Outrora tratados como verdadeiros heróis, há muito tempo e também por decisões políticas erradas, não é assim que as coisas funcionam hoje. Eles são esquecidos e deixados às margens da vida social, sem empregos ou tendo que, basicamente, fazer trabalhos braçais, como é o caso de Castle.

Já tendo feito sua justiça e “aposentado” através de uma morte nebulosa, Frank vive um tipo de vida de certa forma cliché: trabalhando em uma obra e vivendo sozinho em um pequeno apartamento, assombrado por seu passado desde os tempos de guerra até a pesada morte de sua família.

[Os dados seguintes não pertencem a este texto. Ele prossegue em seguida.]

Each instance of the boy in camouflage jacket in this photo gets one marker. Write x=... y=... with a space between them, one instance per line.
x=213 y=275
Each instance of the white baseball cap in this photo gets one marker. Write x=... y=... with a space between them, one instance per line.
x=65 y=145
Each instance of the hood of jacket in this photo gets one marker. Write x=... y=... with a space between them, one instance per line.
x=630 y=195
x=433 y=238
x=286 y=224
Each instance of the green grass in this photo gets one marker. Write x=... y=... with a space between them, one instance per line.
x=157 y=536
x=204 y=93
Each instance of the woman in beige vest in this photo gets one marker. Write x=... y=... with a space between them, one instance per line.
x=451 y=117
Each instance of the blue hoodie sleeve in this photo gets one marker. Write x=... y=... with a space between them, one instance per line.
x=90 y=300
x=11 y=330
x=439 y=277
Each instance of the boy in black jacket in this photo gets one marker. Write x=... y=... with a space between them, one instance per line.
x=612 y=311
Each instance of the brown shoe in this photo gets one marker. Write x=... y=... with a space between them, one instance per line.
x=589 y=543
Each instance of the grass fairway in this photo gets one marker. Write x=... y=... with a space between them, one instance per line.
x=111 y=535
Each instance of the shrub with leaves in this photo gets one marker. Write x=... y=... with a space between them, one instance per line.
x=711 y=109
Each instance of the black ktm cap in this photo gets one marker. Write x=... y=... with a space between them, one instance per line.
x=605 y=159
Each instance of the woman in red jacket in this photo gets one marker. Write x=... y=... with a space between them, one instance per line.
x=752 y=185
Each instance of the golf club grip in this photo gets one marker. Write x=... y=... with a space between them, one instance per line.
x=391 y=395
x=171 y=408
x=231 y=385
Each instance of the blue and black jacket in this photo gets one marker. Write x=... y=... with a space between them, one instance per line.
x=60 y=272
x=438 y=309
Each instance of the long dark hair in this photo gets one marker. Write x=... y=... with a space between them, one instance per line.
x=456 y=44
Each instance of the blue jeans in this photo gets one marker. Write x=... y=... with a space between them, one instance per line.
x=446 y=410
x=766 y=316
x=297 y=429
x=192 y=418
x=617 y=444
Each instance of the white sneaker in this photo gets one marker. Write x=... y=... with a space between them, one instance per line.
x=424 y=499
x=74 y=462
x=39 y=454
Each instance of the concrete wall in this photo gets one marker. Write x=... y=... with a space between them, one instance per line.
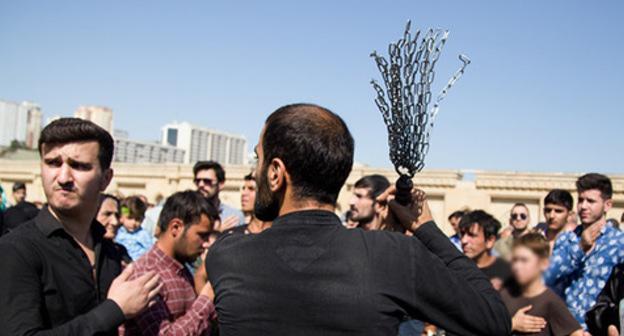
x=448 y=190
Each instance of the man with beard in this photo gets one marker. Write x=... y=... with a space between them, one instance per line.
x=209 y=177
x=309 y=275
x=363 y=206
x=58 y=274
x=583 y=259
x=185 y=225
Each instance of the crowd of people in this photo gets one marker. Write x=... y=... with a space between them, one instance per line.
x=91 y=263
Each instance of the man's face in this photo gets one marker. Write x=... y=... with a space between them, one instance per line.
x=454 y=221
x=362 y=205
x=108 y=216
x=591 y=206
x=556 y=216
x=248 y=196
x=72 y=177
x=192 y=243
x=207 y=183
x=526 y=266
x=19 y=195
x=519 y=218
x=474 y=243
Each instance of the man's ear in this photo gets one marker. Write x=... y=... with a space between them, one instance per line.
x=175 y=227
x=277 y=175
x=107 y=177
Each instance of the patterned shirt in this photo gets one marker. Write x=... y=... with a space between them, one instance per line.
x=178 y=310
x=579 y=277
x=137 y=242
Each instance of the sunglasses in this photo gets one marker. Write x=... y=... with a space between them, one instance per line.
x=208 y=182
x=518 y=216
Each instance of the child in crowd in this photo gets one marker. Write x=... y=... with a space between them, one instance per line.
x=536 y=309
x=131 y=235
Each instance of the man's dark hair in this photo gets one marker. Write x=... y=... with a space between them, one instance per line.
x=595 y=181
x=376 y=183
x=487 y=222
x=457 y=214
x=315 y=146
x=19 y=186
x=214 y=165
x=67 y=130
x=559 y=197
x=188 y=206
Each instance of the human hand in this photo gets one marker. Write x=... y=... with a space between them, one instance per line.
x=589 y=236
x=409 y=217
x=226 y=224
x=132 y=296
x=525 y=323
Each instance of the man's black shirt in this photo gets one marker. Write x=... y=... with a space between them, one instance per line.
x=47 y=283
x=308 y=275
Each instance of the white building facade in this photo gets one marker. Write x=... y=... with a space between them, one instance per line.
x=20 y=122
x=201 y=144
x=130 y=151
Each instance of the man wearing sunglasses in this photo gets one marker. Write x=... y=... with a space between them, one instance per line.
x=209 y=178
x=519 y=220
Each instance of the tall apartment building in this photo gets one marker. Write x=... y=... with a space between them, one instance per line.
x=100 y=115
x=21 y=122
x=131 y=151
x=201 y=143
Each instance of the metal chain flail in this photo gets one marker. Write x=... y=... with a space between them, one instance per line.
x=405 y=98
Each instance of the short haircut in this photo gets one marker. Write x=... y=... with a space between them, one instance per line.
x=487 y=222
x=595 y=181
x=376 y=183
x=316 y=147
x=535 y=242
x=19 y=186
x=457 y=214
x=559 y=197
x=135 y=207
x=104 y=197
x=187 y=206
x=214 y=165
x=67 y=130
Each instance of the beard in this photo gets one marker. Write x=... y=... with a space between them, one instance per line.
x=267 y=205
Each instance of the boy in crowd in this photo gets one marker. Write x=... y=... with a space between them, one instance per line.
x=557 y=209
x=519 y=220
x=582 y=260
x=185 y=222
x=479 y=231
x=535 y=308
x=131 y=235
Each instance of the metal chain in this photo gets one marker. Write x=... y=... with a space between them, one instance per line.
x=406 y=95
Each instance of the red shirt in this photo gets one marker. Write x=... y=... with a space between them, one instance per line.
x=178 y=309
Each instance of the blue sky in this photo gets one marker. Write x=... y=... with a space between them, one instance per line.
x=543 y=93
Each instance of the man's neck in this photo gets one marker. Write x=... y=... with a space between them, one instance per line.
x=485 y=260
x=79 y=228
x=533 y=288
x=257 y=226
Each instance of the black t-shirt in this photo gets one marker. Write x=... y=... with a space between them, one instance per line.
x=499 y=272
x=559 y=320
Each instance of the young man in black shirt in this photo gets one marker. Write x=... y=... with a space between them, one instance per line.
x=58 y=274
x=479 y=231
x=309 y=275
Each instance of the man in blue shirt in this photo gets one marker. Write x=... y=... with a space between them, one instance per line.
x=209 y=177
x=582 y=260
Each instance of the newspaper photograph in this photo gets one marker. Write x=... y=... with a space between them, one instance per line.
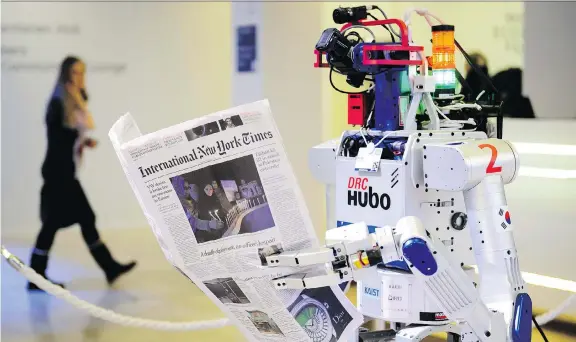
x=220 y=196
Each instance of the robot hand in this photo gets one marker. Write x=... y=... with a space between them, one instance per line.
x=349 y=250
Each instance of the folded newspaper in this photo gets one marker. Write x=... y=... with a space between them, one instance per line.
x=221 y=196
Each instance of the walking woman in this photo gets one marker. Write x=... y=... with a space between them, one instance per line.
x=62 y=200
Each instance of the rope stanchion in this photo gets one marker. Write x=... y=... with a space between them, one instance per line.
x=105 y=314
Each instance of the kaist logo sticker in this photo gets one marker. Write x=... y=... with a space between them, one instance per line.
x=439 y=316
x=360 y=193
x=371 y=291
x=505 y=214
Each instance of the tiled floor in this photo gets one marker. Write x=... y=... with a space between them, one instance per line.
x=154 y=290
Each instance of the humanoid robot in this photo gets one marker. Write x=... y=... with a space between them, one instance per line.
x=419 y=192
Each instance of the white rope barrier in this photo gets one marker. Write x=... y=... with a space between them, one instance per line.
x=113 y=317
x=105 y=314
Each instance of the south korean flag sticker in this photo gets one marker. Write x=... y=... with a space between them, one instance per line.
x=506 y=222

Tudo isso vai de encontro ao debate sobre desarmamento que acontece até no Brasil. Na série um senador totalmente contrário às armas é confrontado por Karen Page – a linda Deborah Ann Woll está de volta -, e se vê tendo que se proteger através de um grupo armado.

É aí que acontece o encontro entre os dois debates que inclusive geram uma espécie de terrorismo um tanto desnecessário para o contexto geral da série, mas que dá dinâmica aos assuntos e aos personagens em questão.

A série do Justiceiro é claro que trata de um (anti) herói da Marvel, mas não com algum tipo de poder surreal e sim muito mais humano e que te faz pensar se ele está certo ou errado. Pra mim, certo na maioria das vezes.

É claro que o tratamento aos combatentes e o armamento vão de encontro às questões políticas e relações internacionais, que acabam por se tornar o pano de fundo para os conflitos internos de Frank Castle no ápice da série.

Em meio a tudo isso, fora é claro Jon Bernthal e Karen Page, destacamos três personagens centrais da trama: Ben Barnes, o Retalho; Amber Rose Revah que faz Dinah Madani, uma investigadora também em busca de justiça para si e que tem sua vida encontrando a de Castle, e o ótimo Eban Moss-Bachrach que dá muita personalidade ao Microchip.

O ótimo Eban Moss-Bachrach, o Microchip
O ótimo Eban Moss-Bachrach, o Microchip

Os três trazem o processo necessário para que Justiceiro se torne um pouco mais uma série de herói e ajudam a fazer dela a melhor série da Marvel em parceria com o Netflix. Suas boas atuações e envolvimentos é o que dá corpo a Justiceiro.

Em um pré-especial sobre a série já havíamos falado que a densidade dos personagens e seus conflitos seriam o chamariz para que o Justiceiro se tornasse o destaque desse universo que já teve duas temporadas do Demolidor e uma de Jessica Jones, Luke Cage, Punho de Ferro e Os Defensores.

Agora resta saber se um quinto membro será adicionado ao quarteto de heróis protetores de Nova York. Vale lembrar que a segunda temporada de Justiceiro vem aí, resta saber quando. Se você ainda não assistiu, vale uma maratona dos 13 episódios com certeza.